It was the third incident involving a Boeing airplane this week. Also on Thursday, 190 people were safely evacuated from a plane in Türkiye after one of its tires burst during landing at a southern airport, the country's transportation ministry said.
The company has been under intense pressure since a door plug blew out of a Boeing 737 Max during an Alaska Airlines flight in January, leaving a gaping hole in the plane. The Federal Aviation Administration (FAA) in February gave Boeing 90 days to come up with a plan to fix quality problems and meet safety standards for building planes after the accident.
The incident has raised scrutiny of Boeing to the highest level since two crashes of Boeing 737 Max jets in 2018 and 2019 that killed 346 people. About a dozen relatives of passengers who died in the second crash have been pushing the U.S. government to revive a criminal fraud charge against the company by determining that Boeing violated the terms of a 2021 settlement.

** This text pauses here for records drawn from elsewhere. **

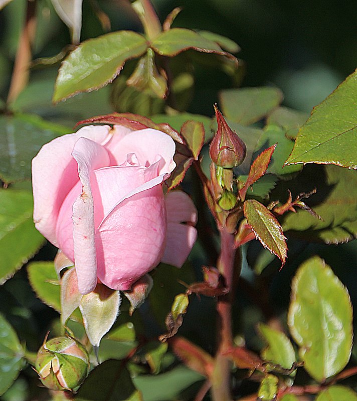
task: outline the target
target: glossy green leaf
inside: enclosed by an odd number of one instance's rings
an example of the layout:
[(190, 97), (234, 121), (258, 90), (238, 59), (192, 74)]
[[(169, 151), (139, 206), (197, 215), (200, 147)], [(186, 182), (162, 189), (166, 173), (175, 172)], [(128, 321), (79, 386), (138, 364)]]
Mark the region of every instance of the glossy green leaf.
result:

In April, a Boeing whistleblower, Sam Salehpour, testified at a congressional hearing that the company had taken manufacturing shortcuts to turn out 787s as quickly as possible which could lead to jetliners breaking apart.
The Aviation Safety Network, which tracks airline accidents, described the plane as a Boeing 737-38J. The network published photos of the damaged plane in a grassy field, surrounded by fire suppressant foam, on X, formerly known as Twitter. One engine appeared to have broken apart and a wing was also damaged, according to the photos.
ASN is part of the Flight Safety Foundation, a nonprofit group that aims to promote safe air travel and tracks accidents.